We visited the mini-museum at the power plant dedicated to the history of the calamity—a shrine to the heroes, from technicians to hundreds of firefighters—who fought the radiation fire after it broke out on the morning of April 26, 1986. Those at the plant during the explosion or others first on the scene were the first to die of radiation sickness.
“Why do you do this?” I asked Rimma, regarding her life choice as a Chernobyl guide. Her English and her intuition were so sharp that she probably could have landed work anywhere.

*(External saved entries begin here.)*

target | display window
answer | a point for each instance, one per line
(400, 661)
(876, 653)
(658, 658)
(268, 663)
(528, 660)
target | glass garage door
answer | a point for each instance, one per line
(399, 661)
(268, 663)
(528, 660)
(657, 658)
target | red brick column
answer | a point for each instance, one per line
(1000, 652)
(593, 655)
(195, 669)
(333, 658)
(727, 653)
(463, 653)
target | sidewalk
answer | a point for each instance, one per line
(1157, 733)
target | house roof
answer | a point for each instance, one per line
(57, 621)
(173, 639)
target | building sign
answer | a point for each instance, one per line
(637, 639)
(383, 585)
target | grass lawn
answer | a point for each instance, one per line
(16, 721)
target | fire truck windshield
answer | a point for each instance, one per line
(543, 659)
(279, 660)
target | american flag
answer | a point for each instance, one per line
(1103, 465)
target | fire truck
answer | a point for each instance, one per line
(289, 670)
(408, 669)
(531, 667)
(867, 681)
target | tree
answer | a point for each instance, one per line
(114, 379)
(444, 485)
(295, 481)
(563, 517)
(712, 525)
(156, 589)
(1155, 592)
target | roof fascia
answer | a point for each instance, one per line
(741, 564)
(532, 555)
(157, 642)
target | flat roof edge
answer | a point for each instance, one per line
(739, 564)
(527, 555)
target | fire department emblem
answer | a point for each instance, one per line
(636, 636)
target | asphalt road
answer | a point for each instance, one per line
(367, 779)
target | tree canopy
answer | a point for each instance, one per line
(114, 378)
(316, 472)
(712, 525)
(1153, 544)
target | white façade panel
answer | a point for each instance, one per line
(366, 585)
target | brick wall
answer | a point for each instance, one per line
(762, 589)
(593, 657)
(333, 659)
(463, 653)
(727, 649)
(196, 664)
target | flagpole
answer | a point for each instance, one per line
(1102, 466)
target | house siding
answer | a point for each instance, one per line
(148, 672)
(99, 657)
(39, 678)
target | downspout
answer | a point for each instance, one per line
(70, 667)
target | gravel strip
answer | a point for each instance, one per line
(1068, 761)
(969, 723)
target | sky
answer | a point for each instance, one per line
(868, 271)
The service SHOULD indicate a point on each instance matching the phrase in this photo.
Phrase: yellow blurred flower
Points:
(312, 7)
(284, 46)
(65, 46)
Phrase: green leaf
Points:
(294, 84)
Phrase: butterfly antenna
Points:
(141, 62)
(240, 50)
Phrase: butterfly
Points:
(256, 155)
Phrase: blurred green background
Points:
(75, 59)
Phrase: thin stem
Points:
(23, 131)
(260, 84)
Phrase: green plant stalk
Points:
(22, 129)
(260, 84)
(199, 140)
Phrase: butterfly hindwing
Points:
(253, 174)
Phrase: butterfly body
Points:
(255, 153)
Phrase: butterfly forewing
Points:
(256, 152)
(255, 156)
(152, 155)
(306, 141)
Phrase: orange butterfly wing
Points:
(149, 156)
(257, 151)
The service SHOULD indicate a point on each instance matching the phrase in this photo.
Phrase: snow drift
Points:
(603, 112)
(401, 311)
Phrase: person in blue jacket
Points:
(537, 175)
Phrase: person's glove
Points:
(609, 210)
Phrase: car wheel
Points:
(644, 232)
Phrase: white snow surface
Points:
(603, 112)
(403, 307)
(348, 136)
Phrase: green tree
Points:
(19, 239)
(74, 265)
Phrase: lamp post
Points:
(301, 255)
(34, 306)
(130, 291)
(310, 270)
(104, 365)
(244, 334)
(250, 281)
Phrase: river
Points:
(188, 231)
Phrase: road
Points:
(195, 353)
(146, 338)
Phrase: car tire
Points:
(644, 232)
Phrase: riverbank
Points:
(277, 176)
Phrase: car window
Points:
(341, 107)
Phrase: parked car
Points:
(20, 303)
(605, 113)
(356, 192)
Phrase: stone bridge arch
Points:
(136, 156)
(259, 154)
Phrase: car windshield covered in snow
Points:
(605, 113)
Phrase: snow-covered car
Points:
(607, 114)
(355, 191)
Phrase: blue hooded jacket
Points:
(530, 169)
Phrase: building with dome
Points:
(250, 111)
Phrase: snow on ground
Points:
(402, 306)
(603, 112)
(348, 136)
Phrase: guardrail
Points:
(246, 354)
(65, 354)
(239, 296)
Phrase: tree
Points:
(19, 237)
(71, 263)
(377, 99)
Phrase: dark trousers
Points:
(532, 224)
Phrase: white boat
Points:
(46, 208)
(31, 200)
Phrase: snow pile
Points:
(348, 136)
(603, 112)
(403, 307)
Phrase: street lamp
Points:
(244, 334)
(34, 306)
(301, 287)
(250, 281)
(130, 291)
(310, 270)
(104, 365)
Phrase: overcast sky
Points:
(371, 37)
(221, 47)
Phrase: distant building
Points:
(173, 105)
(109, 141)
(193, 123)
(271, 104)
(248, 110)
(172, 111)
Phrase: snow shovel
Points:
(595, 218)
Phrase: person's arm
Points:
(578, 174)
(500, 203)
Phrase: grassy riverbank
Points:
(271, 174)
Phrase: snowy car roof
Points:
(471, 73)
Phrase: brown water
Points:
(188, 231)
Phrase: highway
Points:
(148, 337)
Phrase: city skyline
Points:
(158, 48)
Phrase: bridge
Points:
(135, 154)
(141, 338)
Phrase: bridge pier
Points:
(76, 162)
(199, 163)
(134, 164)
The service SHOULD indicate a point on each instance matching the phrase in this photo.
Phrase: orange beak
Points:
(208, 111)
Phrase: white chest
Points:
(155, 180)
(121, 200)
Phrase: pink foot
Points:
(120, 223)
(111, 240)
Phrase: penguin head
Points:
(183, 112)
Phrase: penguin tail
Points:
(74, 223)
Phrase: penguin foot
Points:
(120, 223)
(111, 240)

“I wouldn’t trade it for anything in the world,” she said. “We are a tight community, and those who are here
want
to be here.”
WE DEPARTED THE
information center and picked up Nina Melnik at her pristine house. We set off again, this time for a village in the zone named Opachichi. We passed over rolling hills in the twilight, meeting not a single car, not a single pedestrian, not a single sign of life until we reached a house where dim light shone through the windows. There were chickens pecking about in the icy yard.
Ninety-year-old Anastasia Chikolovets and her eighty-nine-year-old husband, Kolya, met us at the door like long-lost friends. We entered a single room, where some soup was warming on an old stove, and the elderly couple began the ritual of taking care of a rare guest to the now practically abandoned village.
Anastasia asked me to help her, motioning toward a shed outside in the cold. We opened an enormous old steam trunk. Inside was a huge glass jug that looked as if it could hold ten to twenty gallons of liquid. It was Anastasia’s homemade moonshine, made from fermented leftover bread. I lifted the thing out of the steam trunk, and we laid it on the frozen ground, pouring the hooch into a smaller jug that we took back inside the house. I quipped about imbibing potentially radioactive moonshine, and both she and her husband laughed at me. “At our age, who cares about radiation?” Anastasia piped up happily. “It doesn’t matter. We’d rather die here on our own land, whatever the reason.”
She poured the bread moonshine into small shot glasses and the toasts began.
Anastasia recalled the recent history of Opachichi, where they had lived since 1946, seven years before the death of Stalin. Before “the accident,” as everyone called it, there had been twenty thousand people living here. Now there were twenty. No post office, no stores.
She talked endlessly, and joyously, of their decision to return from the antiseptic apartment they’d been given in another Ukrainian city after being forced to leave the “forbidden zone” around Chernobyl, despite the total lack of services and the abandoned aura of the place.
As she ruminated about their choice to live in practically complete isolation in Opachichi, Anastasia continued to pile the table with
salo
(cured Ukrainian pork fat), pickles, and fish.
“How do you know what’s safe to eat and what’s not?” I asked.
Anastasia ignored the question, but Rimma answered for her: Nothing was allowed to leave the exclusion zone, period. For the workers like her, everything was required to be shipped in from the outside—from bottled water to canned tuna to ice cream.
“The fish in the rivers here have all been studied. Certain types,
depending on their fat composition and physiological characteristics, don’t show any evidence of radionuclide accumulation,” she explained. “Others do. We know precisely which ones are safe and which are not. Berries and mushroom picking—that’s strictly forbidden.”
For me, it was surreal, watching humans adapt to the consequences of how their own technology had poisoned the land for generations. I tried to come up with a picture and ended up thinking of fish trying to discern which worms concealed a fisherman’s lethal hook and which were harmless.